MZ-Serie
Er kann alles, außer hochdeutsch

Kabarettist Michl Müller begann in der Faschingsbütt. Heute füllt er mit Geschichten und schrägen Schlagern große Hallen.

16.11.2016 | Stand 16.09.2023, 6:43 Uhr
Er lästert über Flexitarier und Frauen im Fitnessstudio genauso wie über die Flüchtlingspolitik: der fränkische Kabarettist Michl Müller −Foto: Daniel Biskup

Schlager über die Liebe, über schlaflose Nächte und den Sonnenuntergang auf Barbados – zum Glück hat Michl Müller bessere Themen. Ingwerreiben, Vollwärmeschutz und Fleischereifachverkäuferinnen. Wenn der fränkische Kabarettist von der Gelbwurst singt, dann reißt es das Publikum von den Sitzen. Das ist bei einem Konzert von Andrea Berg oder Helene Fischer zwar nicht anders, aber bei den Schlagerköniginnen gibt es sonst wenig zu lachen.

Ein Faschingsprinz hätte Michl Müller werden können – in edle Robe gewandet und mit einer schönen Prinzessin an seiner Seite. Aber er wählte schon als Kind den Weg in die Bütt. Im Faschingsclub BTC Garitz in Bad Kissingen trat er bei den Kinderelferratssitzungen in der Sporthalle auf. Da war er gerade erst eingeschult worden. 1995 schrieb er sein erstes kabarettistisches Programm, gut zehn Jahre später machte ihn die Fastnacht in Franken in Veitshöchheim, die jedes Jahr im Bayerischen Fernsehen ausgestrahlt wird, einem Millionenpublikum bekannt.

„Der Hochleistungskomiker“

Als „Hochleistungskomiker“ hat der Nordbayerische Kurier den Kabarettisten einmal bezeichnet. Zwölf Programme hat er in zwölf Jahren auf die Bühne gebracht. Normalerweise touren Künstler zwei bis drei Jahre mit ein- und demselben Stück. Auch sonst gehört Michl Müller zur schnellen Truppe. Wenn sich eine neue Pointe ergibt, dann wird sie ins aktuelle Tourprogramm eingearbeitet. Für seine Fernsehshow „Drei, Zwo, Eins, Michl Müller“ reagiert er, wie er in einem Interview mit dem Bayerischen Fernsehen erzählte, sogar tagesaktuell. „Letztendlich entscheide ich auch noch spontan am Abend der Sendung und vielleicht auch noch während der Sendung, was ich für erwähnenswert halte.“ Dafür liest der Kabarettist jeden Morgen mindestens zwei Zeitungen, um politisch auf dem Laufenden zu sein.

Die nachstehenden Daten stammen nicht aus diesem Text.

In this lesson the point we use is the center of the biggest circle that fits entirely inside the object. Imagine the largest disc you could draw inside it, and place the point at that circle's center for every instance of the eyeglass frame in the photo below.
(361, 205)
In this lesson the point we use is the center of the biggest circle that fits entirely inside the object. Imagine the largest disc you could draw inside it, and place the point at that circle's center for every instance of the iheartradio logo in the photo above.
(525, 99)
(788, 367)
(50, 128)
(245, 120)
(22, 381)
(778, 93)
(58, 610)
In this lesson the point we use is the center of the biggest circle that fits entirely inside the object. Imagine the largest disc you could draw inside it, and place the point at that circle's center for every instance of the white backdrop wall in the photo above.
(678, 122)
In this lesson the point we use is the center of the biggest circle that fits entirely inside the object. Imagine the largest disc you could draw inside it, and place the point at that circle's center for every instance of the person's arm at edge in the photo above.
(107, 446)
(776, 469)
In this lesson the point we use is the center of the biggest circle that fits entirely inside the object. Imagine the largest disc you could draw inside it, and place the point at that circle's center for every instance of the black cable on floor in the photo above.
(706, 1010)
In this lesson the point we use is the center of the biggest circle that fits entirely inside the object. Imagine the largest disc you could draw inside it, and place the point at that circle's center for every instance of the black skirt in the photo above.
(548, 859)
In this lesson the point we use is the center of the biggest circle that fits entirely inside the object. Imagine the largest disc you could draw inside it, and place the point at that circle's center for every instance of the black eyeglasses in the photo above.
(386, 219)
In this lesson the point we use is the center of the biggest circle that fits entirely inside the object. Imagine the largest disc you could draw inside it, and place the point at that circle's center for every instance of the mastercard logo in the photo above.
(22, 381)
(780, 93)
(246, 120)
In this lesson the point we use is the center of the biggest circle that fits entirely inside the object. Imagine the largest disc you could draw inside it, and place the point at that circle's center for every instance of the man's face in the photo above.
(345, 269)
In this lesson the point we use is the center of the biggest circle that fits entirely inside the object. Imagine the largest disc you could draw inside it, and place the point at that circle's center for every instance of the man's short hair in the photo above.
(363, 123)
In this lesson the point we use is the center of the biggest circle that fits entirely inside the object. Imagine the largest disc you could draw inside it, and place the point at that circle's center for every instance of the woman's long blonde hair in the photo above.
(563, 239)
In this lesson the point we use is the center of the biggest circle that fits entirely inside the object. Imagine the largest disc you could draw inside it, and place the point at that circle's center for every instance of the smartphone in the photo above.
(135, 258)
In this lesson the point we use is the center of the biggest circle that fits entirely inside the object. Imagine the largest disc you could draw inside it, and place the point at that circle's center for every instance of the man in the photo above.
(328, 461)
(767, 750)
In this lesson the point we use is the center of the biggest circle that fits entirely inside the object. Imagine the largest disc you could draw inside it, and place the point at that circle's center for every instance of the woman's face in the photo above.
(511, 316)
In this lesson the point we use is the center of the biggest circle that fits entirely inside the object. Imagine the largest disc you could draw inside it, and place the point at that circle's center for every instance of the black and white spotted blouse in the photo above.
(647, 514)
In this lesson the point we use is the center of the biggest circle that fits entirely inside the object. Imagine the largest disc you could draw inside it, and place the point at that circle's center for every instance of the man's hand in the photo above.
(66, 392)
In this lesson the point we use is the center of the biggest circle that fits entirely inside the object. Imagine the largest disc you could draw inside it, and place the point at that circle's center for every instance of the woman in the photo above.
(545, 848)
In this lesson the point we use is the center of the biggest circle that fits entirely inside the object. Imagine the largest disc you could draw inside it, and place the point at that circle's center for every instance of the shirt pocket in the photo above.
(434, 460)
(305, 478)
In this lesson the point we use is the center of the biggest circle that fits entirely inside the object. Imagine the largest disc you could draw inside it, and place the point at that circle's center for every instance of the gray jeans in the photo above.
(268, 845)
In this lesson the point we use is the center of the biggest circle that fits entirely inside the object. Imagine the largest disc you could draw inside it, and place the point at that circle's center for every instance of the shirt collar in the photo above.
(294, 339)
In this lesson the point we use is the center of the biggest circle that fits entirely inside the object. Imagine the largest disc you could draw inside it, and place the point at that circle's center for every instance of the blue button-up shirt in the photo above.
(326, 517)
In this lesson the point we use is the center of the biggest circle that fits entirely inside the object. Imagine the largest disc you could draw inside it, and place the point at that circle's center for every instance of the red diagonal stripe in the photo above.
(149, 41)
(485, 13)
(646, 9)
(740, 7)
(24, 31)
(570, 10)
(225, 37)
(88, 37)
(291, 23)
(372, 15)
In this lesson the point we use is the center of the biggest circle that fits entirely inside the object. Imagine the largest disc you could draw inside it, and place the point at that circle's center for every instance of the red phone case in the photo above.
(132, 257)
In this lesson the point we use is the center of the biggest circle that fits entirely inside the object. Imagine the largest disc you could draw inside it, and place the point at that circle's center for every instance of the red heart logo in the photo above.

Der Terror in Paris, die Flüchtlingskrise – auch vor sensiblen Themen schreckt der 44-Jährige, der auf der Bühne stets ein schwarzes T-Shirt mit dem Aufdruck „Dreggsagg“ trägt, nicht zurück. „Die Engländer sagen: Wir nehmen 4000 Flüchtlinge auf. 4000 – boah! Hoffentlich kippt da nicht die Insel“, lästert er. Aus dem Terror macht er einen Derrorismus – und schon lässt es sich auch über so ernste Themen lachen. „Ich folge der Devise: Lieber über ernste Themen lachen, als gar nicht darüber sprechen“, sagt Müller.

Sehen Sie hier Michl Müllers Auftritt bei der Fastnacht in Franken 2016:

Nur wenn es ums Private geht, wird der Franke mundfaul. Im Internet suchen weibliche Fans auf Klatsch- und Tratsch-Plattformen nach Informationen, ob der Kabarettist verheiratet oder gar Familienvater ist. Die Unterhaltungen enden – zumindest aus Sicht der Fans – immer unbefriedigend. Man weiß es nicht. Nur so viel hat Michl Müller über sich verraten: Nach der Schule lernte er den Beruf des Werkzeugmechanikers, danach arbeitete er als Härter bei den Svenska Kugellagerfabriken in Schweinfurt. 2004 tauschte er seinen Job gegen das Bühnenleben. Etwa 160 Mal tritt er im Jahr auf. Nicht nur im bayerischen Raum, wo man ihn gut versteht, sondern auch im Norden. Dann wird das Fränkische auf den kleinsten gemeinsamen Nenner gebracht. So viel, dass man es noch hört und so wenig, dass man es auch versteht.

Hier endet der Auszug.